Ranger le Bibendum trumpien dans la catégorie des gros machos racistes est à la portée d’une bonne moitié d’Américains. Empêcher ceux qui, voyant dans un réchauffement des relations franco-russes le salut de l’Europe, se pourlèchent les babines à l’idée d’en tirer parti, va, j’en ai peur, nous demander de puiser notre force aux sources d’une colère suprême dont il est fort probable qu’elle nous déroute. Prenant le risque d’une perte sèche, les possédés de la Raison ne toléreront pas que la noble prudence ait pu servir de masque aux vaniteuses lâchetés. Quant aux amants tournés vers le seul Sol, fidèles à leur Petite Chérie guidant le peuple, ils sauront se garder de faire affaire avec des crève-la-FIN prêts à tuer Père et Mère pour arriver à conquérir des marchés en enfer.

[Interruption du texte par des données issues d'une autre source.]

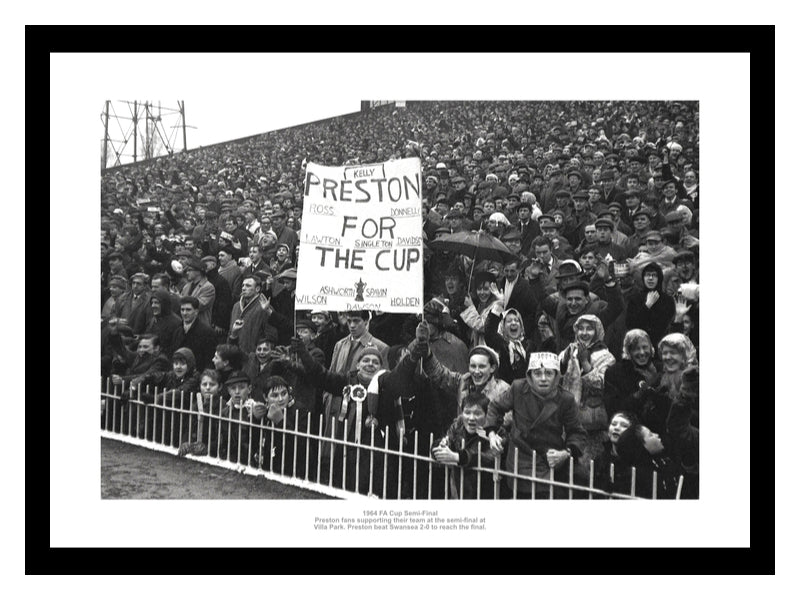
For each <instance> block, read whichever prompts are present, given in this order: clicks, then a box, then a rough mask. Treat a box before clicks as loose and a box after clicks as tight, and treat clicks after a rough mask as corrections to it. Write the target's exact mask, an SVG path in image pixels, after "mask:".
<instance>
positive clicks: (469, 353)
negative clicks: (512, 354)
mask: <svg viewBox="0 0 800 600" xmlns="http://www.w3.org/2000/svg"><path fill="white" fill-rule="evenodd" d="M473 354H482V355H484V356H487V357H488V358H489V363H490V364H491V365H492V366H493V367H496V366H498V365H499V364H500V355H499V354H497V352H496V351H495V350H494V349H492V348H490V347H489V346H483V345H480V346H475V347H474V348H473V349H472V350H470V352H469V358H472V355H473Z"/></svg>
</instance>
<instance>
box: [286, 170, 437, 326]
mask: <svg viewBox="0 0 800 600" xmlns="http://www.w3.org/2000/svg"><path fill="white" fill-rule="evenodd" d="M303 196H304V198H303V227H302V229H301V232H300V257H301V258H300V259H299V263H298V269H297V289H296V292H295V308H296V309H298V310H307V309H311V308H323V307H324V308H325V309H326V310H335V311H346V310H378V311H382V312H395V313H418V312H422V304H423V302H422V294H423V291H422V280H423V273H422V269H423V263H422V169H421V164H420V161H419V159H418V158H404V159H402V160H394V161H389V162H385V163H378V164H372V165H358V166H352V165H351V166H344V167H327V166H323V165H317V164H314V163H308V165H307V166H306V177H305V184H304V190H303Z"/></svg>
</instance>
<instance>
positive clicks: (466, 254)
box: [428, 229, 516, 289]
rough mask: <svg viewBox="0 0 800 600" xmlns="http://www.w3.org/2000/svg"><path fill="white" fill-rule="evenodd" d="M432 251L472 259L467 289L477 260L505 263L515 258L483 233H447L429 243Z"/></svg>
mask: <svg viewBox="0 0 800 600" xmlns="http://www.w3.org/2000/svg"><path fill="white" fill-rule="evenodd" d="M428 245H429V246H430V247H431V249H433V250H444V251H449V252H455V253H457V254H463V255H465V256H469V257H470V258H472V268H471V269H470V272H469V280H468V281H467V289H469V284H470V283H471V282H472V272H473V271H474V270H475V263H476V262H477V261H479V260H492V261H498V262H505V261H506V260H507V259H509V258H515V257H516V254H514V253H513V252H512V251H511V250H509V249H508V246H506V245H505V244H504V243H503V242H501V241H500V240H498V239H497V238H496V237H494V236H493V235H492V234H490V233H487V232H486V231H483V229H481V230H479V231H457V232H456V233H448V234H445V235H443V236H442V237H440V238H438V239H435V240H433V241H432V242H429V244H428Z"/></svg>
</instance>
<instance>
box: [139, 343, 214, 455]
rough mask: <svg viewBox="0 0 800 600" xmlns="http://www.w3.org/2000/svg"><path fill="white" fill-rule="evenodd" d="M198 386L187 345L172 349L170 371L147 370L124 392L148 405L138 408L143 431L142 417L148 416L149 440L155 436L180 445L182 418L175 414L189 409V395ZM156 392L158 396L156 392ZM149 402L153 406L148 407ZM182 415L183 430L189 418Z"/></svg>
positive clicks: (196, 389)
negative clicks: (171, 356) (129, 387)
mask: <svg viewBox="0 0 800 600" xmlns="http://www.w3.org/2000/svg"><path fill="white" fill-rule="evenodd" d="M148 388H149V389H148ZM197 389H198V376H197V372H196V371H195V357H194V352H192V351H191V350H190V349H189V348H178V349H177V350H175V352H173V354H172V370H171V371H156V372H152V373H146V374H144V375H140V376H138V377H135V378H134V379H132V380H131V387H130V389H129V390H127V391H126V394H127V398H129V399H133V400H139V399H141V401H142V402H143V403H144V404H145V405H147V408H146V409H145V410H139V411H138V412H139V416H138V421H137V422H138V423H139V431H140V432H144V430H145V419H147V420H148V425H147V429H148V433H147V438H148V439H151V440H152V439H154V440H155V441H157V442H161V443H164V444H171V445H176V446H177V445H179V443H180V442H181V441H183V440H181V439H180V437H181V433H182V428H181V427H182V424H181V422H180V421H181V419H179V418H178V417H177V416H176V415H177V414H179V413H178V412H177V411H179V410H188V409H189V403H190V402H191V396H192V394H193V393H194V392H196V391H197ZM156 391H157V392H158V395H156ZM151 405H155V406H152V407H151ZM173 409H174V412H173ZM181 416H182V418H183V421H184V424H183V429H184V430H185V429H186V427H187V426H188V420H187V419H186V418H185V416H184V415H181ZM173 417H174V418H173ZM187 433H188V432H187Z"/></svg>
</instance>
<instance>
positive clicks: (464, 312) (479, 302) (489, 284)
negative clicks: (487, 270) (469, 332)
mask: <svg viewBox="0 0 800 600" xmlns="http://www.w3.org/2000/svg"><path fill="white" fill-rule="evenodd" d="M474 281H475V290H474V293H473V294H467V295H466V296H465V297H464V306H465V308H464V310H463V311H462V312H461V314H460V315H459V316H460V317H461V320H462V321H463V322H464V323H466V324H467V326H469V328H470V347H475V346H481V345H483V344H485V343H486V337H485V335H484V332H485V331H486V319H487V317H488V316H489V311H490V310H491V308H492V306H493V305H494V303H495V302H496V301H497V296H495V295H494V293H493V292H492V289H491V285H492V284H493V283H494V284H495V285H496V284H497V276H496V275H495V274H493V273H490V272H488V271H483V272H480V273H476V274H475V277H474ZM473 296H474V297H473Z"/></svg>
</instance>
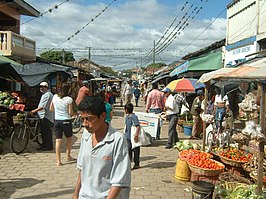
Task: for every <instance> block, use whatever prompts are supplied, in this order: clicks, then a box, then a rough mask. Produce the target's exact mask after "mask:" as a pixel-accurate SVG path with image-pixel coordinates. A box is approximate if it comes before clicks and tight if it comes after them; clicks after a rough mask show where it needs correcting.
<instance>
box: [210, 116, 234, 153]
mask: <svg viewBox="0 0 266 199" xmlns="http://www.w3.org/2000/svg"><path fill="white" fill-rule="evenodd" d="M220 124H221V123H220V122H217V121H215V120H214V121H213V122H212V123H211V124H210V125H212V130H211V131H209V132H208V134H207V136H206V144H207V146H209V150H211V148H212V147H221V148H224V147H225V146H229V145H230V143H231V135H232V133H233V132H232V129H231V128H230V127H229V124H228V123H227V121H226V119H225V120H224V124H223V125H222V126H221V125H220Z"/></svg>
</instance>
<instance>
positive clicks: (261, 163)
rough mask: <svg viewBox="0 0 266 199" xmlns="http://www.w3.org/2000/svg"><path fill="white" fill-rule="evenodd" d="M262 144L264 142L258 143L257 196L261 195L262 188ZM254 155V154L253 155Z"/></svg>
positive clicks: (261, 141) (262, 169) (262, 153)
mask: <svg viewBox="0 0 266 199" xmlns="http://www.w3.org/2000/svg"><path fill="white" fill-rule="evenodd" d="M264 144H265V141H264V140H263V141H259V154H258V155H259V159H258V171H257V195H262V187H263V177H264V176H263V162H264ZM254 155H255V154H254Z"/></svg>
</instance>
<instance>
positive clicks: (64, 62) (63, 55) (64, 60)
mask: <svg viewBox="0 0 266 199" xmlns="http://www.w3.org/2000/svg"><path fill="white" fill-rule="evenodd" d="M62 63H63V64H65V63H66V61H65V50H64V49H63V51H62Z"/></svg>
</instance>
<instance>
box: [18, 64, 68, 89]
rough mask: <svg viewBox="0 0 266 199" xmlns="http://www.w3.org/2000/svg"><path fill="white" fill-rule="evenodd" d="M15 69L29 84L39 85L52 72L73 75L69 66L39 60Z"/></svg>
mask: <svg viewBox="0 0 266 199" xmlns="http://www.w3.org/2000/svg"><path fill="white" fill-rule="evenodd" d="M15 70H16V71H17V73H18V74H19V75H20V76H21V77H22V79H23V80H24V81H25V82H26V83H27V84H28V85H29V86H36V85H38V84H39V83H40V82H42V81H44V80H45V79H46V78H47V76H48V75H49V74H51V73H55V72H64V73H67V74H68V75H69V76H71V75H72V74H71V72H70V68H69V67H65V66H60V65H56V64H49V63H39V62H36V63H31V64H26V65H23V66H22V67H15Z"/></svg>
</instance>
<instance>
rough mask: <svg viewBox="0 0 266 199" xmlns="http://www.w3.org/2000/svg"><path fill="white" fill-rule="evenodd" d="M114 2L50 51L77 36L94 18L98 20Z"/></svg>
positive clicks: (51, 49) (94, 19) (83, 29)
mask: <svg viewBox="0 0 266 199" xmlns="http://www.w3.org/2000/svg"><path fill="white" fill-rule="evenodd" d="M115 1H116V0H113V1H111V2H110V3H109V4H108V6H106V7H105V8H104V9H103V10H102V11H101V12H99V13H98V14H97V15H96V16H95V17H93V18H92V19H91V20H90V21H89V22H88V23H86V24H85V25H84V26H83V27H82V28H80V29H79V30H77V31H76V32H75V33H74V34H72V35H71V36H70V37H68V38H67V39H66V40H64V41H63V42H61V43H60V44H58V45H57V46H56V47H54V48H52V49H51V50H54V49H55V48H58V47H59V46H61V45H62V44H64V43H66V42H67V41H70V40H71V39H72V38H73V37H75V36H76V35H78V34H79V33H80V32H81V31H82V30H84V29H85V28H86V27H87V26H88V25H89V24H90V23H92V22H93V21H94V20H95V19H96V18H98V17H99V16H100V15H101V14H102V13H103V12H105V11H106V10H107V9H108V8H109V7H110V6H111V5H112V4H113V3H114V2H115Z"/></svg>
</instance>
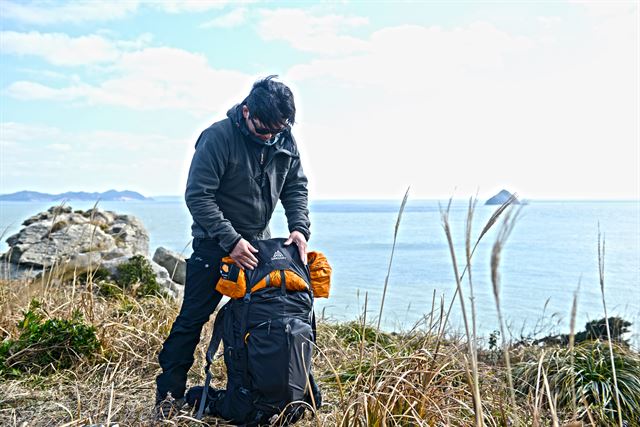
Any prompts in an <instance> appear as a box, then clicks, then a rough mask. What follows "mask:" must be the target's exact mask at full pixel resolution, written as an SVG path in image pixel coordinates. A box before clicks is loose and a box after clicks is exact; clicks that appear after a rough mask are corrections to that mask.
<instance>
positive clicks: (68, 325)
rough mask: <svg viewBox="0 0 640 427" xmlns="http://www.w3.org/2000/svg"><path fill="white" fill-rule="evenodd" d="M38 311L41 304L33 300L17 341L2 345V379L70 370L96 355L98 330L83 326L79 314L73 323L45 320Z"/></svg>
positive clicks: (25, 314) (38, 311) (0, 358)
mask: <svg viewBox="0 0 640 427" xmlns="http://www.w3.org/2000/svg"><path fill="white" fill-rule="evenodd" d="M38 308H39V303H38V302H37V301H32V303H31V305H30V307H29V310H28V311H26V312H24V313H23V314H24V318H23V319H22V320H21V321H20V322H19V323H18V325H17V326H18V330H19V332H20V335H19V337H18V339H16V340H9V339H7V340H5V341H3V342H2V344H0V377H3V376H19V375H20V374H22V373H24V372H29V373H38V374H48V373H51V372H53V371H55V370H57V369H67V368H70V367H71V366H73V365H74V364H75V363H76V362H78V361H79V360H80V358H81V357H82V356H89V357H90V356H93V355H95V353H96V352H97V351H98V350H99V348H100V342H99V341H98V338H97V336H96V330H95V328H94V327H93V326H90V325H87V324H86V323H84V321H83V319H82V316H81V314H80V313H79V312H78V311H75V312H74V313H73V315H72V317H71V319H70V320H67V319H59V318H51V319H46V320H45V319H43V315H42V314H40V313H39V311H38Z"/></svg>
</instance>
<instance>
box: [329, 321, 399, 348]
mask: <svg viewBox="0 0 640 427" xmlns="http://www.w3.org/2000/svg"><path fill="white" fill-rule="evenodd" d="M377 333H378V332H377V331H376V329H375V328H373V327H371V326H364V328H363V327H362V325H361V324H360V323H358V322H347V323H340V324H339V325H337V326H336V335H337V336H338V337H339V338H342V339H343V340H344V341H345V342H346V343H347V344H360V343H361V342H362V341H364V342H365V344H371V345H373V343H374V342H375V341H376V334H377ZM392 343H393V341H392V339H391V336H389V334H386V333H384V332H380V336H379V337H378V344H380V345H381V346H382V347H387V346H390V345H392Z"/></svg>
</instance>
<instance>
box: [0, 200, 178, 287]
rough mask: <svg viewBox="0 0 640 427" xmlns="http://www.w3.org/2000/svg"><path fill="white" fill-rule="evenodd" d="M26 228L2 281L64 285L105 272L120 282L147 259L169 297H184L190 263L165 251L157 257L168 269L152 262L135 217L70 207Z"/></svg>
mask: <svg viewBox="0 0 640 427" xmlns="http://www.w3.org/2000/svg"><path fill="white" fill-rule="evenodd" d="M22 225H23V226H24V227H23V228H22V229H21V230H20V231H19V232H18V233H16V234H14V235H13V236H10V237H9V238H8V239H7V243H8V244H9V250H8V251H7V252H6V253H5V254H3V255H2V256H1V257H0V278H3V279H11V280H30V279H34V278H37V277H39V276H41V275H43V274H47V273H51V276H52V277H54V278H56V279H60V280H64V279H68V278H69V277H72V276H73V275H80V274H83V273H86V272H87V271H95V270H96V269H97V268H99V267H100V268H104V269H105V270H107V271H108V272H109V274H110V275H111V276H112V277H113V278H115V279H117V275H118V266H119V265H120V264H122V263H124V262H127V261H129V259H130V258H131V257H132V256H135V255H142V256H144V257H145V258H147V260H148V261H149V262H150V264H151V266H152V268H153V271H154V273H155V275H156V279H157V282H158V284H159V285H160V286H161V287H162V288H164V289H165V290H166V291H167V293H169V294H170V295H172V296H174V297H179V296H180V295H182V293H183V286H182V285H181V284H184V276H185V265H184V258H182V257H180V256H179V255H178V254H176V253H172V252H171V251H168V250H166V249H164V248H161V249H160V250H159V251H156V253H157V254H159V255H158V259H160V260H161V262H162V264H163V265H165V267H163V266H162V265H160V264H158V263H156V262H153V261H151V260H150V259H149V258H148V257H149V235H148V233H147V231H146V229H145V227H144V225H143V224H142V222H141V221H140V220H139V219H138V218H136V217H135V216H132V215H121V214H118V213H116V212H112V211H105V210H101V209H97V208H93V209H89V210H87V211H82V210H76V211H73V210H72V209H71V207H70V206H53V207H51V208H49V209H48V210H47V211H45V212H40V213H38V214H36V215H33V216H31V217H29V218H27V219H26V220H25V221H24V222H23V223H22ZM166 266H168V268H167V267H166ZM170 272H171V274H170ZM172 276H173V278H174V280H172ZM176 281H179V282H178V283H177V282H176Z"/></svg>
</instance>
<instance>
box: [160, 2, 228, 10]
mask: <svg viewBox="0 0 640 427" xmlns="http://www.w3.org/2000/svg"><path fill="white" fill-rule="evenodd" d="M230 3H231V0H163V1H152V2H148V4H149V5H151V6H153V7H156V8H158V9H161V10H163V11H165V12H168V13H184V12H205V11H207V10H211V9H222V8H224V7H225V6H227V5H228V4H230Z"/></svg>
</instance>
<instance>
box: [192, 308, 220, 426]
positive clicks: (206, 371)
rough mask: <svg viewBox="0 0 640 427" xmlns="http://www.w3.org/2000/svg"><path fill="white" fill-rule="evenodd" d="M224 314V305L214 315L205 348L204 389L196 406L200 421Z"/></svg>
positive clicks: (208, 391)
mask: <svg viewBox="0 0 640 427" xmlns="http://www.w3.org/2000/svg"><path fill="white" fill-rule="evenodd" d="M225 312H226V305H225V306H224V307H222V308H221V309H220V311H218V314H217V315H216V320H215V321H214V322H213V332H212V333H211V341H209V347H207V355H206V358H207V364H206V365H205V367H204V373H205V380H204V387H203V388H202V396H200V405H199V406H198V413H197V414H196V419H198V420H199V419H202V416H203V415H204V409H205V407H206V400H207V395H208V393H209V384H210V383H211V370H210V369H209V368H210V367H211V363H213V359H214V357H215V355H216V352H217V351H218V347H220V342H221V341H222V333H223V332H224V327H223V325H224V323H223V321H222V319H223V318H224V314H225Z"/></svg>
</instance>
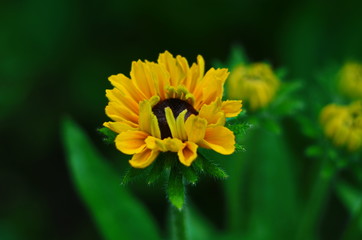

Le prochain G7 pourrait bien être l’occasion de déployer un Format Normandie à l’envers, avec un islamiste radical dans le rôle de Porochenko et le président de la plus grande démocratie du monde dans celui d’un chef d’État qui, au tout début de sa carrière, aurait adoré expédier Jean-Pierre Mocky au goulag si celui-ci, lassé par la censure d’État, avait eu la mauvaise idée de passer de l’autre côté du rideau crucifère. La propension française à se maintenir à équidistance du bien et du mal ne nous préserve pas d’un lâcher de bascule aux conséquences dévastatrices pour nos ensembles équipotents sur le fragile équilibre desquels repose, telle une bulle de savon vibrant sur une impitoyable pente, la totalité des organes judiciaires transnationaux. L’élasticité de nos néo-années trente n’a d’équivalent que celle de nos néo-années vingt. Dans l’art de la guerre, on apprend vite que les avant déferlent quand il n’y a plus d’après.
Nous ne pouvons que nous féliciter de la condamnation sans appel, précédée d’une désignation sans équivoque du suprémacisme blanc, dont s’est fendu le candidat à la présidentielle du grand parti du non moins grand Lincoln. Nous nous montrerons particulièrement attentifs à sa traduction en acte, espérant de tout cœur à propos d’un tel revirement qu’il ne possédera pas l’aura rétrospective d’une prise de position retwittée par Abou Mazen ou Hassan Rohani à l’encontre du terrorisme palestinien ou du négationnisme iranien. By this I mean : nothing.